While there will generally be less bruising with liquid facelifts than with surgical facelifts, you might still bruise a little after the procedure. You’re more likely to bruise if the fillers were inserted around your eyes.

If you use any blood-thinning medication, your bruising could be worse. It’s essential that you tell your doctor about all the medication and supplements you take, even if it’s just a multivitamin.

Some pain, swelling, and redness can also occur after the procedure.

Beyond those common side effects, there are some rare cases where people have had more serious adverse effects. According to a 2013 paper, these side effects can include:

  • allergic reactions
  • bacterial infections, such as staph or strep infections, which enter through the needle puncture
  • triggering herpes simplex virus (HSV) flare-ups
  • filler that may enter the blood vessels in the injected areas of the face, which can lead to skin necrosis

While these cases are very rare, it’s important to keep an eye on your skin and let your doctor know if you have any flu- or allergy-like symptoms.

You should be able to go back to work the next day. However, you might want to take a little time off if the bruising is bad.

Your dermatologist will advise you on skincare after your fillers. According to the American Academy of Dermatologists, your doctor might advise you to ice your face immediately after the procedure to reduce swelling. You will probably be advised to avoid strenuous exercise for the next day, and to avoid the sun and tanning beds.

You might have to massage the area that was injected if your dermatologist used a filler called poly-L-lactic acid. Unless your dermatologist advised you to massage your face, avoid touching the injected areas for at least three days.

The results should be immediate, unless your dermatologist used poly-L-lactic acid, in which case you’ll have to wait several weeks to see results.

Depending on the kind of filler used, the results last anywhere between 6 and 24 months. After this point, you might need to get more fillers to maintain your appearance. Speak to your dermatologist about how long your fillers will last, and when you’ll need to schedule another procedure.

A liquid facelift requires very little preparation. Ideally, you should not have any of the following on the day of the procedure:

  • facial makeup
  • sunburn
  • a skin infection or wound on the parts of your face that will be injected

You should also avoid having any of the following in the two days before the procedure, as they can increase bruising:

  • alcohol
  • nonsteroidal anti-inflammatory drugs (NSAIDs) such as ibuprofen and naproxen
  • aspirin

Be sure to get plenty of rest the night before and arrive to the appointment at least a few minutes early. This will help you feel relaxed and prepared for the procedure.

To be on the safe side, always ask your dermatologist whether you need to do anything to prepare.

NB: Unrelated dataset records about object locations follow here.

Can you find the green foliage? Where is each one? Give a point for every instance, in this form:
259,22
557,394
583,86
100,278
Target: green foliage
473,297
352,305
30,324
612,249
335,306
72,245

Many people choose a liquid facelift over a surgical facelift because it:

  • is cheaper
  • will produce more natural-looking and subtle changes
  • is a quicker procedure with minimal recovery
  • is less painful
  • involves less bruising

However, a surgical facelift is more likely to have a dramatic effect. Speak to a dermatologist or a plastic surgeon if you’re not sure whether to opt for a liquid facelift or a surgical facelift.

Remember that liquid facelifts are medical procedures that need to be done by medical professionals. When looking for a provider, ask whether they have experience and expertise in liquid facelifts. Also ask to see before and after pictures of their work.

You can use the “Find a Dermatologist” option on the American Academy of Dermatology website. Use the filters to find a dermatologist specializing in cosmetic procedures. You can also search for a qualified plastic surgeon in your area at the American Society of Plastic Surgeons website.

You can also speak to your doctor or primary healthcare provider, as they might be able to recommend someone in your area.